The UK's biggest mobile phone network says it expects to sell as many Web-connected devices as it does smartphones in the next two years. Announcing a £1.5 billion investment in its network over the next three years, EE also says double-speed 4G and 4G voice calls will reach most of the population by 2017.

EE was the first network to launch 4G LTE in the UK back in 2012. Although the other major networks have now launched their own rival 4G services, EE has had the longest headstart and so offers the widest coverage. The company, which is being bought by BT in a £12.5 billion deal, today laid out its plans for the next couple of years.

The short version is that EE wants to bring faster speeds to more people. The demand is partly driven by the explosion in Web-connected devices: everything from tablets and laptops to dongles and smart home devices -- basically, anything that talks to the Web that isn't a phone. That includes EE's own EE TV set-top box and Buzzard dongle for your car.

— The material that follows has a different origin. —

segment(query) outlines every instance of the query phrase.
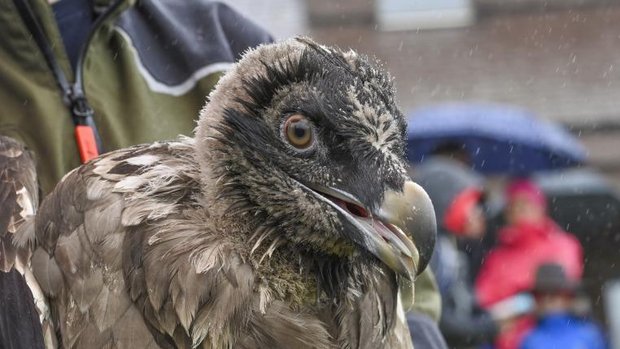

In London, EE has established even faster double-speed 4G, and plans to offer that 60Mbps maximum speed across the country. That will be followed by 4G+ in 20 towns and cities, giving lucky punters a headspinning 150Mbps if they have phones and tablets that can handle it.

Good news for city dwellers, but many rural areas are still without decent mobile coverage -- and some remote areas don't have any fixed-line broadband either. The government and various networks and tech companies see 4G as the solution to that problem, including EE. The company plans to build new infrastructure and use its lower-frequency 4G spectrum -- the signal travel further -- to expand the network's reach by more than 1,500 square miles. According to EE, that's an area bigger than the Lake District and Peak District National Parks combined, geography fans.

Part of the plan involves smaller and easier-to-build network sites than traditional mobile phone masts. That means sticking 4G kit on the side of rural shops and homes.

Currently 4G only handles data, as voice calls are still carried by the 3G network, with obvious implications for call quality and coverage. EE intends to introduce 4G voice calls -- also known as VoLTE -- as part of the network expansion.